A: I had always put on plays with my sister when we were little. My parents were very against us going into the business. [Her parents are both screenwriters, and her grandfather was the renowned director Elia Kazan.] I auditioned for the school play, got the lead, came home and said I want to be an actress. I think my parents lost their minds for about two minutes. It’s a hard business and I think any parent would want to protect their child from the rejection that comes with it.

Q: Do you remember your first experience performing on Broadway?

A: I was surprised because I was used to small theaters. It was just huge. It was a totally different feeling from performing in 200-seat houses.

Q: Now you are starring in “The Seagull.” Do you like doing the classics?

A: I have done brand new plays and much older plays. When you are working with a new play, the writer is still working with it and I guess it’s a little more difficult. You get a lot of changes and don’t exactly know the journey. With a play like “The Seagull” you know what to expect. There is a different challenge of making it new and keeping it fresh, making sure you are not just paying homage to the text.

Q: What drew you to Chekhov?

A: I did “Uncle Vanya” at Yale. That was the first time I have ever acted in Chekhov. I always loved “The Seagull” at an aesthetic level. Chekhov is just a dream for actors. There are so many unexpected things. When I did “Uncle Vanya” it was the first time I really acted in a play, not just acting you do in high school. Because of this I just have this love for Chekhov.
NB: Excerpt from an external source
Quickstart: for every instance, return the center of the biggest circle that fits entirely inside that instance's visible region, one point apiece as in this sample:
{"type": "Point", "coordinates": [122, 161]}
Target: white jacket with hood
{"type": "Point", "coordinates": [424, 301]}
Q: What do you like better, film or stage?

A: It’s such a hard question. When you are doing a play you have this amazing thing when you get to do it over and over and over again. It’s both a blessing and a curse. I don’t think you really learn to act any other way. You can feel when they are laughing and when they are not laughing. There is a great deal of pleasure in making an audience laugh or moving them in a way that you never get on camera. No matter how many takes you have there are only three hours and then you might as well rip the pages out of your script. You almost need to become translucent for the camera and that means giving up yourself. There is a lot more preparation beforehand. The high that comes when the scene goes on film, I don’t know if that is replicated anywhere else.

Q: “The Seagull” has gotten rave reviews and you were profiled in The New York Times. What is it like getting media attention?

A: I guess it’s sort of weird. I haven’t read any of the reviews. I’ve been in shows that haven’t gotten good reviews in the past. It’s just sort of funny to read something about myself. It’s like another fiction, like another role I have to play.